Jiang Sigui, 60, a corn farmer in Guangxi, an impoverished region in southernmost China, said that he worried that the easing of “zero Covid” restrictions would lead to a wave of infections that could overwhelm rural villages like his, with limited health care facilities. He fears for his ability to continue raising his grandchildren if he falls ill.
“I support the fight against Covid,” he said. “Right now, I’m at home, raising children. I definitely worry about the virus — who doesn’t?”
Yet many young and middle-aged residents of China do appear to be less afraid of Covid than they are troubled by the restrictions that China has imposed to control its spread. That sentiment became apparent in the recent protests.
China has halted almost all international travel during the pandemic and wields ever stricter censorship of the internet, including an almost complete block on access to foreign websites. Many of the protests took place in coastal provinces where residents often have the internet tools to see overseas websites that show them how the rest of the world has adjusted to life with Covid.
Yet interviews with people in Lanzhou, a provincial capital in western China, indicate that a desire for a shift in Covid policy has reached China’s huge interior as well.
Zhang Zechen, a 20-year-old university student, said that she had been confined to her dorm under lockdown for much of the past semester. The university required her to have a PCR test every fourth day. When the university offered students the chance to leave a month early for Lunar New Year celebrations, to reduce the risk of transmission, she jumped at the chance.
“I felt tired of PCR testing,” Ms.

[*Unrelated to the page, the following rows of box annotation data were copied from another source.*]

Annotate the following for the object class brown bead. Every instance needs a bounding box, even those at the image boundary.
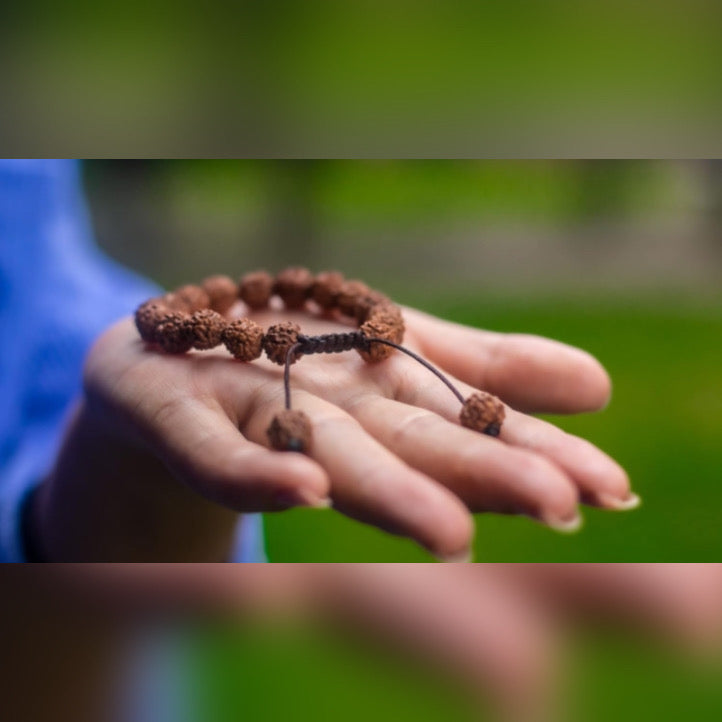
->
[163,283,211,313]
[336,281,371,317]
[310,271,345,308]
[135,298,170,343]
[188,308,226,351]
[221,318,263,361]
[366,301,406,326]
[266,409,312,451]
[156,311,193,353]
[239,271,273,310]
[201,276,238,313]
[349,290,393,323]
[359,313,404,362]
[263,321,301,365]
[273,266,313,308]
[459,391,506,436]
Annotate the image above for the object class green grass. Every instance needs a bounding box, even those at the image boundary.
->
[266,296,722,561]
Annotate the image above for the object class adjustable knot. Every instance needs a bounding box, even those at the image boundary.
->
[296,331,369,356]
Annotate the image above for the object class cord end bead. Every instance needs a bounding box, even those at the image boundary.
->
[266,409,312,452]
[459,391,506,436]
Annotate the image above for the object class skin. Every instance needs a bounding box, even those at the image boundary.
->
[30,300,639,561]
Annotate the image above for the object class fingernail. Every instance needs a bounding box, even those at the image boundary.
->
[273,489,331,509]
[597,492,642,511]
[545,514,584,534]
[434,549,474,564]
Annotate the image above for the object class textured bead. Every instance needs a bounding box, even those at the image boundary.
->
[163,283,211,313]
[359,312,404,362]
[239,271,273,310]
[266,409,312,451]
[201,276,238,313]
[365,301,406,326]
[273,266,313,308]
[459,391,506,436]
[336,281,371,317]
[263,321,301,365]
[349,290,394,323]
[156,311,193,353]
[135,298,170,343]
[221,318,263,361]
[188,308,226,351]
[310,271,345,308]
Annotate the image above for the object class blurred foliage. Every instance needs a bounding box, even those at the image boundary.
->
[0,0,722,157]
[266,296,722,562]
[183,612,722,722]
[79,159,722,722]
[79,160,722,561]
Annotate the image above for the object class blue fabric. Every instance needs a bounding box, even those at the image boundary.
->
[0,160,263,561]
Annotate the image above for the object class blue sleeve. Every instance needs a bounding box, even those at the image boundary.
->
[0,161,157,561]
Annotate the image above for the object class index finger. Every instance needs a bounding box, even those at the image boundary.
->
[404,308,611,413]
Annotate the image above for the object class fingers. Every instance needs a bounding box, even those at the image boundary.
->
[500,409,640,511]
[147,396,329,512]
[350,395,578,530]
[247,391,473,558]
[404,308,611,413]
[390,362,639,510]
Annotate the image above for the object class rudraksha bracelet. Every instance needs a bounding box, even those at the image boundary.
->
[135,267,504,452]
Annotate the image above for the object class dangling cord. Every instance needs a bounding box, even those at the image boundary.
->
[366,336,466,406]
[283,332,466,409]
[283,343,301,410]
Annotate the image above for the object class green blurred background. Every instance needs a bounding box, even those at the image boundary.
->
[85,161,722,561]
[84,161,722,722]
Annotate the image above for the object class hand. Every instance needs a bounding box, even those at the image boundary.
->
[32,300,637,560]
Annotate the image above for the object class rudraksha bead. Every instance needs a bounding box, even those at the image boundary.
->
[459,391,506,436]
[239,271,273,311]
[221,318,263,361]
[188,308,226,351]
[336,280,371,318]
[263,321,301,365]
[201,275,238,313]
[273,266,313,308]
[156,311,193,353]
[266,409,312,451]
[359,314,404,362]
[135,298,170,343]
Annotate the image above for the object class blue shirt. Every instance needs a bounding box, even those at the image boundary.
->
[0,160,264,561]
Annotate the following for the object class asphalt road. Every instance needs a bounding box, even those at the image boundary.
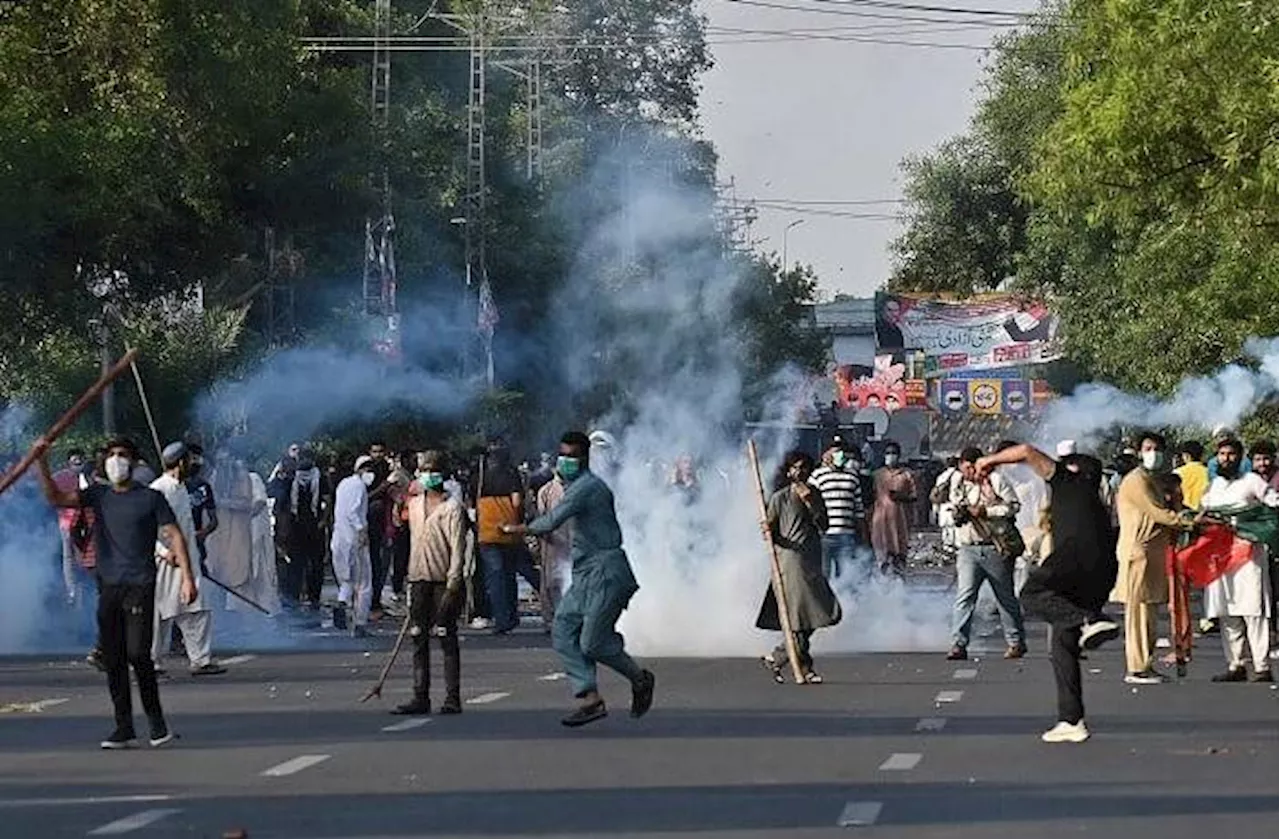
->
[0,619,1280,839]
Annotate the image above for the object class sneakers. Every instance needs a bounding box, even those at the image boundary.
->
[1041,720,1089,743]
[561,699,609,729]
[1080,620,1120,649]
[1124,670,1169,684]
[631,670,658,720]
[101,729,138,752]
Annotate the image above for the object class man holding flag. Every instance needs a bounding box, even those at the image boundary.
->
[1180,438,1280,681]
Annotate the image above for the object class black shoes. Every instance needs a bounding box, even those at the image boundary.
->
[631,670,658,720]
[561,699,609,729]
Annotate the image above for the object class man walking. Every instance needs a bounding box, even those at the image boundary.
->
[809,437,869,582]
[974,444,1120,743]
[392,451,467,715]
[37,439,198,749]
[1111,432,1183,684]
[151,443,227,676]
[947,446,1027,661]
[503,432,654,728]
[329,455,375,637]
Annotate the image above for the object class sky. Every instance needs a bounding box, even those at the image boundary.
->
[700,0,1038,298]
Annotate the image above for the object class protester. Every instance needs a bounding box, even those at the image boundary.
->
[872,441,916,575]
[502,432,655,728]
[974,444,1120,743]
[36,439,198,749]
[947,447,1027,661]
[1112,432,1188,684]
[392,451,467,715]
[151,443,227,676]
[755,451,841,684]
[329,455,376,637]
[1201,438,1280,681]
[809,437,867,580]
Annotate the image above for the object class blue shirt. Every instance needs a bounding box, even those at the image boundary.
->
[529,470,622,565]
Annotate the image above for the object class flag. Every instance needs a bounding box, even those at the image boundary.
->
[476,277,499,338]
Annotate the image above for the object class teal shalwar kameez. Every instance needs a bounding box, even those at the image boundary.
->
[529,470,644,698]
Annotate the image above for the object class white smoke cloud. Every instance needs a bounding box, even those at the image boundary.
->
[1039,338,1280,444]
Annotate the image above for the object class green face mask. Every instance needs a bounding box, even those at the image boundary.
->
[556,455,582,480]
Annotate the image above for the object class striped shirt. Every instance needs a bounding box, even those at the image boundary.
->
[809,466,867,533]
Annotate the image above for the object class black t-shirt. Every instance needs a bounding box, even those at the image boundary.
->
[1033,456,1117,610]
[79,484,178,585]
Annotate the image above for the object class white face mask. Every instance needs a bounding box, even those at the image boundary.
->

Zhang said. “Everyone feels stir crazy.”
A 24-year-old migrant worker said that he was infected with Covid last September while working in Tibet, but found that the only symptoms of his illness were a few days of coughing. He was critical of policies like locking residents in their homes for weeks, sometimes corralling more than a million people, after even a handful of cases.
“A lockdown should never be expanded to a whole district, affecting people’s normal travel and work,” said the worker, who gave only his family name, Ma, in discussing his personal health.
Yet even as China adopts a more reassuring stance about the dangers of Covid, many experts urge caution. They contend that the government has not yet done enough to vaccinate the elderly, prepare hospitals and educate the public.
“If they unroll all the restrictions too quickly, it’s probably going to lead to a large number of cases and economic disruptions,” said Andy Chen, a public health analyst in the Shanghai office of Trivium China, a consulting firm.